Dieser Satz der kritischen Feministin und linken Theologin Dorothee Sölles prallt 40 Jahre später auf eine Realität, die das Potential eines dritten Weltkrieges,  einer nuklearen Zuspitzung infolge des Ukraine-Kriegs hat.

Um es unmissverständlich zu sagen: Der russische Angriffskrieg auf die Ukraine ist völkerrechtswidrig, brandgefährlich und muss beendet werden. Dieser Krieg ist Ausdruck innerimperialistischer Widersprüche und stellt eine historische Zäsur dar in Bezug auf Russland und in Bezug auf die sich verändernden  globalen Kräfteverhältnisse im Kampf um Einflusssphären und Ressourcen unter den Bedingungen einsetzender Klimakrisen. Dieser Krieg verweist auf globale Umbrüche des fossilen zum postfossilen Kapitalismus, verbunden mit einer  Neuausrichtung der Globalisierung, bei der sich neu formierende konkurrierende Machtblöcke global gegenüberstehen und bedrohen.

Diese Bedrohungen werden in Europa längst materiell und politisch strategisch untersetzt

  • Dazu gehört die Erhöhung der Militärausgaben aller Nato-Mitgliedsstaaten auf 2 Prozent

Erstmals lagen  weltweit 2021 – also bereits vor dem Krieg in der Ukraine – die Militärausgaben über 2 Billionen US-Dollar.

Auch die deutschen Militärausgaben stiegen von 46 Milliarden US-Dollar 2018,  53 Milliarden Dollar 2020 auf 56 Milliarden US-Dollar 2021.  Hinzu kommt der Sonderfonds zur Aufrüstung der Bundeswehr über 100 Milliarden Euro.

  • Der Rüstungsexportbericht der GKKE 2021 stellt fest, dass zwei Drittel der Rüstungsexporte der EU an Staaten außerhalb der EU gehen: auf Platz 1 stehen die Vereinigten Emirate und auf Platz 2 Saudi Arabien.
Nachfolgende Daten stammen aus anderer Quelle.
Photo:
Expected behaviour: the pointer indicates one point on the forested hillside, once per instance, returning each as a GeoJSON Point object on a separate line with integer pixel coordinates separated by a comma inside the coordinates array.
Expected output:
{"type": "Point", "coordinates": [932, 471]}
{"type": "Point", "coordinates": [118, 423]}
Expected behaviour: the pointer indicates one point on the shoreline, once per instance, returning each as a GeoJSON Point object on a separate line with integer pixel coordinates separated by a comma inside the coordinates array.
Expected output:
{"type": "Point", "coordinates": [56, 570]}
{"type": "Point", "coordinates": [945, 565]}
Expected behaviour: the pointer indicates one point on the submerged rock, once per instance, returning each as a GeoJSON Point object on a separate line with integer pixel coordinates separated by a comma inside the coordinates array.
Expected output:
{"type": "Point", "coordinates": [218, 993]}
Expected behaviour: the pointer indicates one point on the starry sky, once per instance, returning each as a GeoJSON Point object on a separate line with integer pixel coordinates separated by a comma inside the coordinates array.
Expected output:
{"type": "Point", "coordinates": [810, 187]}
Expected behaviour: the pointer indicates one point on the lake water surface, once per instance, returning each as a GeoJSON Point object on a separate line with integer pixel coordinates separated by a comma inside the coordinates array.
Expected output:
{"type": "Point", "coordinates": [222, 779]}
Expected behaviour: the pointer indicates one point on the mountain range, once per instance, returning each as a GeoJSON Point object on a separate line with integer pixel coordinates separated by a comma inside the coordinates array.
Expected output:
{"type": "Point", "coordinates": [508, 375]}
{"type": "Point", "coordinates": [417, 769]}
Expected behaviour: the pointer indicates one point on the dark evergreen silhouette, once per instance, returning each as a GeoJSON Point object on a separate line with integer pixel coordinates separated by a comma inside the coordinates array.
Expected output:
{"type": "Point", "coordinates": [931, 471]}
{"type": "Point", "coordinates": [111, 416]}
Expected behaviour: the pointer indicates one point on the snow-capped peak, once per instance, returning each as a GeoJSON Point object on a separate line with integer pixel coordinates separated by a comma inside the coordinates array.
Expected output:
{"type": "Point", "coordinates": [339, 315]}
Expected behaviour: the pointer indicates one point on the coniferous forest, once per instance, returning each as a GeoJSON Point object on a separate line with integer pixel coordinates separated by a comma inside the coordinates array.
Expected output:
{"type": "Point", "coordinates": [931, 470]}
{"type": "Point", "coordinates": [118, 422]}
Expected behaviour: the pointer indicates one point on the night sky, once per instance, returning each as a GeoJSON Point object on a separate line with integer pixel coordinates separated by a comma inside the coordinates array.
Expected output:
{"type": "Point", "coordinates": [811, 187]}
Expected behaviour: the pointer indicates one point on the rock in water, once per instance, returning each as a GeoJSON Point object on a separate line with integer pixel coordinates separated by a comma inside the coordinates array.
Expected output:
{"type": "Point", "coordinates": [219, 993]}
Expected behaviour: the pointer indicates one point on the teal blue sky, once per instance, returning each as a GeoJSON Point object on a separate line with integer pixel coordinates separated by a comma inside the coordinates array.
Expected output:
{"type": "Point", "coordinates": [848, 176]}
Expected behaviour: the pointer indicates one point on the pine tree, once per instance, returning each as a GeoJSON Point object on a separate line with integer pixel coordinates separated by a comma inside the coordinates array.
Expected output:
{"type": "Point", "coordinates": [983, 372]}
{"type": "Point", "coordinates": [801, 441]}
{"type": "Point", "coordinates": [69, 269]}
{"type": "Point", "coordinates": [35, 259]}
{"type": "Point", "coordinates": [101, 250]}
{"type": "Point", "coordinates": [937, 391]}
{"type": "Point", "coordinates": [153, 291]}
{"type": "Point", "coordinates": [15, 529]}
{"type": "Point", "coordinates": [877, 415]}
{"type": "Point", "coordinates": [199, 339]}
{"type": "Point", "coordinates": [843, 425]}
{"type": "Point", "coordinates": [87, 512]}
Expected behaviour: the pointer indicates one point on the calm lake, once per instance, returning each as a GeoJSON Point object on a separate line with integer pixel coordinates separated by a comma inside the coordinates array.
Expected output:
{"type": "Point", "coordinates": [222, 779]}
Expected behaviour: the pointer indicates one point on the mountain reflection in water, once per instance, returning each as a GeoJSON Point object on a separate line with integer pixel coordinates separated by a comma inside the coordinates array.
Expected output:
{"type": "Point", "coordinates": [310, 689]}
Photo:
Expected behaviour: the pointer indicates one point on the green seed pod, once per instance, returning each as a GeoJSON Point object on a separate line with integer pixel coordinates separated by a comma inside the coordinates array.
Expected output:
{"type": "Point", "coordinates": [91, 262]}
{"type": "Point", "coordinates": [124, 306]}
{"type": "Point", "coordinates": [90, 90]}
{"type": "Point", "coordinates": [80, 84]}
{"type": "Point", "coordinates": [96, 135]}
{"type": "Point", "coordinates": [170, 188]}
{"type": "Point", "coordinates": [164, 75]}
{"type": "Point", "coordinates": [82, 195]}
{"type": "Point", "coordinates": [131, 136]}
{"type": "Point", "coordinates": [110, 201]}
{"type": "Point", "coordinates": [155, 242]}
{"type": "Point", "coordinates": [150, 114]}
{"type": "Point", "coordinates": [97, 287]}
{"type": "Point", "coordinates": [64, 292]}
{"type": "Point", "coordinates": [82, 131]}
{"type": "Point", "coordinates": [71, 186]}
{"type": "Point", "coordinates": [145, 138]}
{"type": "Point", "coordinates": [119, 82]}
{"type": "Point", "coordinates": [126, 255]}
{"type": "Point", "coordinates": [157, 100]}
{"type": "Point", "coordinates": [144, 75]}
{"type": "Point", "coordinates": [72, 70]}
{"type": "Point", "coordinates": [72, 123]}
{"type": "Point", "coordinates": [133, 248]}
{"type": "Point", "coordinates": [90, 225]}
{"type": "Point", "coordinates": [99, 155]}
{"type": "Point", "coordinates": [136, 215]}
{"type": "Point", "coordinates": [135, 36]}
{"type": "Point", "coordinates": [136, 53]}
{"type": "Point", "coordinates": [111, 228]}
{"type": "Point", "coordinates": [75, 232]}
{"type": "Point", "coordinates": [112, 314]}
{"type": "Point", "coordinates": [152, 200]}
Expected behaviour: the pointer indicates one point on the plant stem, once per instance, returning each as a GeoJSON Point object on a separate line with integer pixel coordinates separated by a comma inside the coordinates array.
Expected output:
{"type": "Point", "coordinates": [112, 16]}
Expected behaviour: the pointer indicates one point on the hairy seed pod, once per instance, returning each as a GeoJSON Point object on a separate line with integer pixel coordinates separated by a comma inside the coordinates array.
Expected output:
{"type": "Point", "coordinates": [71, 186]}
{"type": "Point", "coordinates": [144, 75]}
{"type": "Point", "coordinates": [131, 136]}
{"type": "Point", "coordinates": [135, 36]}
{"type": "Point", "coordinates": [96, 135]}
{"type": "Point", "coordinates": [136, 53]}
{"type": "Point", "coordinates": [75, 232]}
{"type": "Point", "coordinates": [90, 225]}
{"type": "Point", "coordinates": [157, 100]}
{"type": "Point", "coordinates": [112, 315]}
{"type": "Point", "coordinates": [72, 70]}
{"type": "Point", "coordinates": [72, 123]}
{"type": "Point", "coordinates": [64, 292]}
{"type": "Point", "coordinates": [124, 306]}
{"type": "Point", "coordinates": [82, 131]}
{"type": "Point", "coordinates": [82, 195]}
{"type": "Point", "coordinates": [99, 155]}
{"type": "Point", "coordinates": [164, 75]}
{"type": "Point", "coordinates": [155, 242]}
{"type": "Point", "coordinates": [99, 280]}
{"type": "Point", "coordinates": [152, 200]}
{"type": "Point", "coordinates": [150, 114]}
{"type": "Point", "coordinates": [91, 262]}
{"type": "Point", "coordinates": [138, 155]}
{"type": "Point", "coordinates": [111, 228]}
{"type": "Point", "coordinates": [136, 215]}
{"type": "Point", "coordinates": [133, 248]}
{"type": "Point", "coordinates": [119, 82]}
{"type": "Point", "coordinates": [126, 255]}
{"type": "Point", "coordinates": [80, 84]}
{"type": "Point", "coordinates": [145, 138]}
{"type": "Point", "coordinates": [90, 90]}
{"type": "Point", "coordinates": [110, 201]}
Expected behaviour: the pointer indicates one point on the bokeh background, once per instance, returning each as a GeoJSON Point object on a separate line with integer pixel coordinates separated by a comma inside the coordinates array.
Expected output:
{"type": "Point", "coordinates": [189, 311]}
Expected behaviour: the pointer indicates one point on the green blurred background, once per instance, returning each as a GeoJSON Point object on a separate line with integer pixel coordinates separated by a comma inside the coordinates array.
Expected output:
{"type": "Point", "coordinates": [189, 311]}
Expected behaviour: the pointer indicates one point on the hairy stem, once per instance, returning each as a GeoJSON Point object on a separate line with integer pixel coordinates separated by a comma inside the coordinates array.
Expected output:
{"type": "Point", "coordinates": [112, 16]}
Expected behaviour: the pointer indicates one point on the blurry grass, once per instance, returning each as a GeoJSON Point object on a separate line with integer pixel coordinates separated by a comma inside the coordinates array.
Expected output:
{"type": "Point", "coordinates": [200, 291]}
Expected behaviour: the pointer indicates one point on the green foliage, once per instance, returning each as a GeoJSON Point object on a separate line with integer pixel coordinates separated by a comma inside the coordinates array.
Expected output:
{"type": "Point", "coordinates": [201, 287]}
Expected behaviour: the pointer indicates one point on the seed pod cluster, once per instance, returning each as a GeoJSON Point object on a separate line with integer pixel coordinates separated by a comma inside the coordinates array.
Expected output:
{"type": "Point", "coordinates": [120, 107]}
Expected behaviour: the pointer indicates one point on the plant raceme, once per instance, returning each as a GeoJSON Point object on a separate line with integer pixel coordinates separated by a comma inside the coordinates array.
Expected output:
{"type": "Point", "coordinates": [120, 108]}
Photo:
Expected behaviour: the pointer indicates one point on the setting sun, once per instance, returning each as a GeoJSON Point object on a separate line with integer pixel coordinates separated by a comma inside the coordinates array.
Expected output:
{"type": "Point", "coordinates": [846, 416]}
Deutsche Panzer gehen nach Saudi Arabien und in die Ukraine – welche Werte-Kriterien liegen diesen Exporten eigentlich zugrunde?
  • Der „Strategische Kompass“ der Europäischen Union enthält den Aufbau militärischer Macht über europäische Aufrüstungsprogramme (Kampfflugzeuge, Panzer) zur Verteidigung eigener geopolitischen Interessen wie der Sicherung des Zugangs zu von kritischen Rohstoffen.
  • Zugleich sehen wir – zusätzlich befördert – durch Sanktionen und deren Folgen – eine neue globale Qualität von Auch diese verstärken sich und treiben zum Krieg.

Angesichts dieser Entwicklungen kann das einstimmige Bekenntnis der ÖRK-Gründungsversammlung: „Krieg soll nach Gottes Willen nicht sein“ nicht oft genug wiederholt werden.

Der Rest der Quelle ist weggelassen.